Jon adds, “In order to strengthen their security posture, organizations must tackle the issue of cyber risk at its root. This means underpinning the introduction and integration of any new technologies and tools by reverting back to basics – understanding and improving the security posture, educating users, and implementing end-to-end encryption – organizations can remain secure as their operating environment continues to shift. Additionally, individuals and organizations who want to #BeCyberSmart need to implement data backup policies like the ‘3-2-1 rule’: have three copies of data on two different media, one of which is offsite for improved data resiliency.”
Secure the Endpoints
A user can access several endpoints and applications controlled by the company using the identity once access to it has been granted. Enterprise data is being transmitted across smartphones, BYOD, IoT devices, cloud servers, and more in a hybrid environment, but many businesses still use VPNs and traditional firewalls to restrict access.

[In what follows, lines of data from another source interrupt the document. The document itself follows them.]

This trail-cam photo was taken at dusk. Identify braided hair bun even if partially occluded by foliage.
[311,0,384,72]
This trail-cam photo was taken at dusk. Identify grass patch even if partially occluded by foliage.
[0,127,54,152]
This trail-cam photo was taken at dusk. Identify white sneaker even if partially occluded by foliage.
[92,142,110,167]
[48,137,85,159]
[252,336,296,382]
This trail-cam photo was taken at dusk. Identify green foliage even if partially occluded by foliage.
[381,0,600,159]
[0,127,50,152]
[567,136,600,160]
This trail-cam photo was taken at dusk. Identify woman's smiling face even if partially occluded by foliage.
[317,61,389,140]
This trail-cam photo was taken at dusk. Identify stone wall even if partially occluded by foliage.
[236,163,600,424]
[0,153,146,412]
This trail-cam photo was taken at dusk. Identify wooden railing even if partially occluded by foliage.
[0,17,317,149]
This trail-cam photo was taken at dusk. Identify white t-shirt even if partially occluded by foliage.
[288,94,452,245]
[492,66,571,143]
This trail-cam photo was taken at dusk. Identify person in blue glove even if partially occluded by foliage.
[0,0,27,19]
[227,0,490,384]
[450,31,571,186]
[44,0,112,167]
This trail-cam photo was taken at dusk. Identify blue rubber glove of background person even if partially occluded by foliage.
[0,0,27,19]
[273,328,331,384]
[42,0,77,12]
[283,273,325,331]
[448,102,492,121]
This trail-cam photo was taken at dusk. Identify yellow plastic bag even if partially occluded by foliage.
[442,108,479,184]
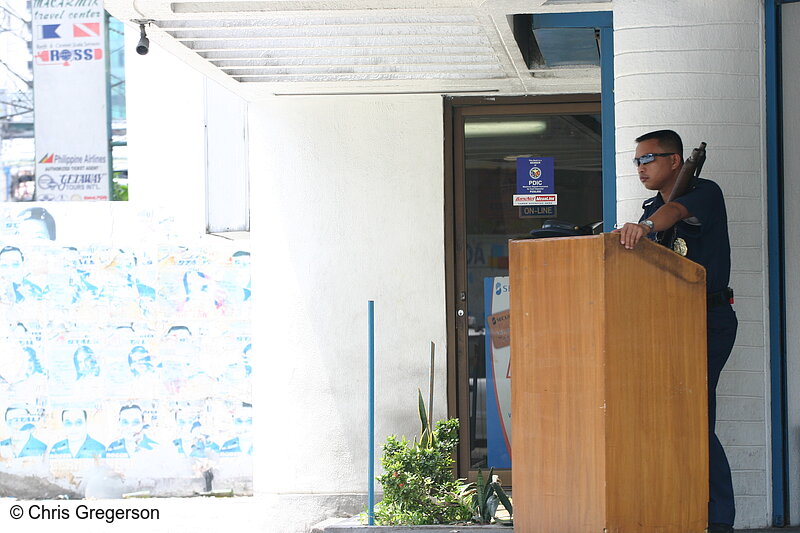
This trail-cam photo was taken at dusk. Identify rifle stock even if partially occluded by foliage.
[656,142,706,249]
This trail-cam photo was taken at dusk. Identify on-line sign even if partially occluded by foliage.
[514,194,558,205]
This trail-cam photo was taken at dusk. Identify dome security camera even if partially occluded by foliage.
[136,24,150,56]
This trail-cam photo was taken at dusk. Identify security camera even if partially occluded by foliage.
[136,24,150,56]
[131,19,155,56]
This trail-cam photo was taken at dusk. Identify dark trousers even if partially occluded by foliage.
[707,305,738,525]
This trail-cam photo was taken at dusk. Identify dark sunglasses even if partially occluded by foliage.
[633,152,675,168]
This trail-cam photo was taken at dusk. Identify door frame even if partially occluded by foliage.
[443,94,616,478]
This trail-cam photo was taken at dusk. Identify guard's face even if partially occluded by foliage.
[636,139,680,191]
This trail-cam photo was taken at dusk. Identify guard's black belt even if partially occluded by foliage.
[706,287,733,309]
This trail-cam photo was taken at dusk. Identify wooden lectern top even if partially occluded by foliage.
[509,234,708,533]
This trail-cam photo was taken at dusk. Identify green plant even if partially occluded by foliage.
[375,392,472,525]
[111,180,128,202]
[467,468,514,524]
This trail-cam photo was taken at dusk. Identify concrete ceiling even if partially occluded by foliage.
[105,0,610,100]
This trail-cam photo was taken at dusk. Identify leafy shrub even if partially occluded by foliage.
[375,394,472,525]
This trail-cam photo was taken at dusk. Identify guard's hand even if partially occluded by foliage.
[614,222,650,250]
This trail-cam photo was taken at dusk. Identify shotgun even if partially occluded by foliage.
[655,142,706,250]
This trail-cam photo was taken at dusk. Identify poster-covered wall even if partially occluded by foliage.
[0,203,253,495]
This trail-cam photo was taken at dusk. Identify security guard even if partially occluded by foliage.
[618,130,738,533]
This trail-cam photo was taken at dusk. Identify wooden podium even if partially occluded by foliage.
[510,234,708,533]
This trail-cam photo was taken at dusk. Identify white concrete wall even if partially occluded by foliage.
[781,4,800,525]
[125,30,206,232]
[249,95,446,531]
[614,0,771,527]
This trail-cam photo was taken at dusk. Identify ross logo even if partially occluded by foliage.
[72,22,100,37]
[35,48,103,67]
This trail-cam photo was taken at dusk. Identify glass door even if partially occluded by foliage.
[448,95,603,483]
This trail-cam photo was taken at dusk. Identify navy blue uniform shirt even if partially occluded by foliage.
[639,178,731,293]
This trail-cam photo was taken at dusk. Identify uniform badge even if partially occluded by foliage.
[672,237,689,257]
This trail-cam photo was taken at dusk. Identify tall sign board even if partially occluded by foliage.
[31,0,110,201]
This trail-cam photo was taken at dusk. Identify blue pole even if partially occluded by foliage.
[367,300,375,526]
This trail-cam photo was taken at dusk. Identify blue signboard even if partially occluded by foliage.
[517,157,556,194]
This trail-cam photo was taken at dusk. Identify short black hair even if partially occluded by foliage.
[636,130,683,159]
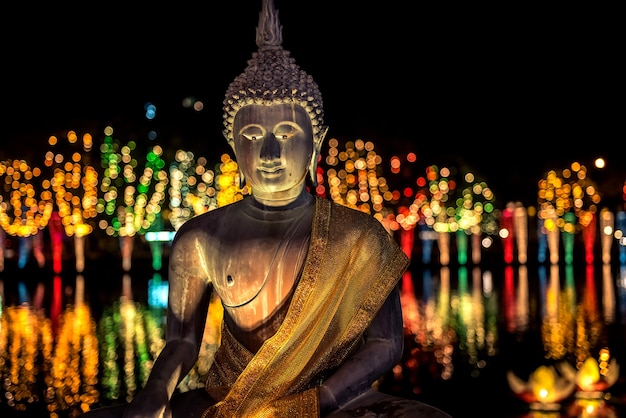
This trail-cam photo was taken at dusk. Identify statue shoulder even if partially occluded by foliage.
[173,202,238,243]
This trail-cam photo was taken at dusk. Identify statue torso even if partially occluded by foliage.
[205,199,314,349]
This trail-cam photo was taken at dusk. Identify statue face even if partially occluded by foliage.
[233,103,313,197]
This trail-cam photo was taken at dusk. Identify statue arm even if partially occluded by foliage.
[320,286,404,414]
[125,232,212,417]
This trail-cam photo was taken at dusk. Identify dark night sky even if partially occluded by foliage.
[0,0,626,204]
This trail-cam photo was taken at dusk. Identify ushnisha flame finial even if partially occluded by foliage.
[256,0,283,49]
[223,0,326,145]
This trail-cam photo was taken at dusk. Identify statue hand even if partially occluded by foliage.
[124,390,172,418]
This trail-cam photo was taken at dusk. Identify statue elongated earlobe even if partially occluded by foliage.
[239,170,246,189]
[309,126,328,187]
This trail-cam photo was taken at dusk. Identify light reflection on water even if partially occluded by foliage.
[0,264,626,417]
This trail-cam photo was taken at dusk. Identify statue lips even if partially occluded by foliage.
[258,165,285,179]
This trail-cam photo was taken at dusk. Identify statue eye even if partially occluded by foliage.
[274,123,302,141]
[240,125,265,141]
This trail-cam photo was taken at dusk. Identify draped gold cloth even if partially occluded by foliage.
[203,198,409,417]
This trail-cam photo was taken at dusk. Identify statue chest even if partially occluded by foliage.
[212,225,309,330]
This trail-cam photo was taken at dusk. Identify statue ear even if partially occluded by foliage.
[309,126,328,187]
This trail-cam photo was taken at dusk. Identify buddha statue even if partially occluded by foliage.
[87,0,454,418]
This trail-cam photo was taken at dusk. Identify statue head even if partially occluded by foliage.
[223,0,327,192]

Businesses should adopt the least-privilege access strategy for apps, systems, users, and connected devices in place of these legacy models. It’s critical to limit access to a minimal level depending on roles and responsibilities.
Mark adds, “As we embrace Cyber Security Awareness Month and the drive to encourage businesses to take a risk-based approach and focus on the behaviors most important to organizations, getting the basics in place is critical, but endpoint management is something all organizations should have in place.”

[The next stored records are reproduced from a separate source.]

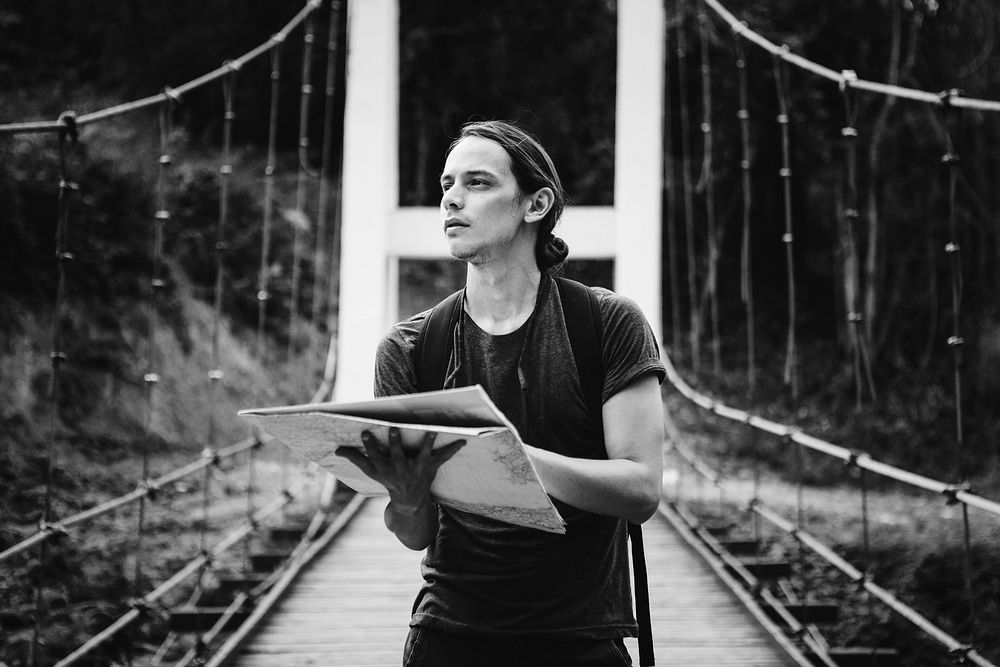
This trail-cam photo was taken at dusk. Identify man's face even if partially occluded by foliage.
[441,137,532,264]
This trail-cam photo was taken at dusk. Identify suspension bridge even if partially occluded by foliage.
[0,0,1000,667]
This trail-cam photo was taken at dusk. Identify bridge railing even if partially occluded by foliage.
[666,350,1000,667]
[665,0,1000,665]
[0,0,350,667]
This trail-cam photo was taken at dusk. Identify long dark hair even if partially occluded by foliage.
[446,120,569,271]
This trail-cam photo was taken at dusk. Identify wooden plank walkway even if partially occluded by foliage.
[232,500,794,667]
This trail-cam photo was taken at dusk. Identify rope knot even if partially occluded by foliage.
[163,86,182,104]
[941,482,971,505]
[938,88,962,110]
[58,111,79,144]
[839,69,858,93]
[38,519,69,537]
[136,479,160,501]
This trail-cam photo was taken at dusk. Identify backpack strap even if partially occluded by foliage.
[556,278,656,667]
[555,278,604,431]
[413,290,465,391]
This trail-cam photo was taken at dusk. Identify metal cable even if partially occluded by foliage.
[287,10,315,359]
[663,10,683,356]
[698,4,722,376]
[196,69,237,664]
[0,0,322,135]
[311,0,340,353]
[962,505,979,646]
[677,13,701,377]
[735,30,757,396]
[28,111,79,667]
[132,95,173,616]
[243,39,281,588]
[840,70,876,410]
[941,90,966,454]
[705,0,1000,112]
[774,58,799,401]
[255,44,281,363]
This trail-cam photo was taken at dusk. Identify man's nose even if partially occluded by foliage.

“In addition to ensuring employees use strong passwords and MFA, Privileged Endpoint Management (PEM) should be used to allow staff to run approved applications with elevated privileges. They can do their work without having the wide-open access that attackers are looking for to install their malware. With tools such as PEM deployed and active, businesses can balance productivity and security. Users can do the work they need with a few calls to the Help Desk. IT gets fewer interruptions and can focus on more valuable work, and auditors can see who had access to which applications and logs show the actual users, not an arbitrary administrator account, ensuring security and compliance regulations are met.”
Awareness Training Improves Efficacy
The employees are the first line of defense when it comes to cybersecurity. They are the ones interacting with the data every day as they log into enterprise systems. As a result, it’s crucial that employees understand how to recognize potential threats and what to do if they come across one.
“Companies are now understanding that investing in employee awareness training is essential in reducing the number of entry points that threat actors have when infiltrating an enterprise network. Threats should be addressed on an ongoing basis, and budget spend adapted to suit. It should not be considered a tick box exercise,” says Brian Martin.
He adds, “Employee security awareness is an ideal place to start when discussing budget spend at any time of year, however, is in itself not sufficient to fully address the human side of cyber security. Training and awareness should be but one component in a wider set of initiatives to build lasting security culture and embed the right behaviors within the organization.”
Cybersecurity policy must be approached with clarity and purpose. The threat surface has clearly grown significantly, and the current environment is still evolving. Cybersecurity is becoming more than simply a consideration; it is an ongoing activity that must permeate every business. Businesses must regularly invest in formal cybersecurity training and education for their employees and prioritize cybersecurity and privacy in all of their initiatives.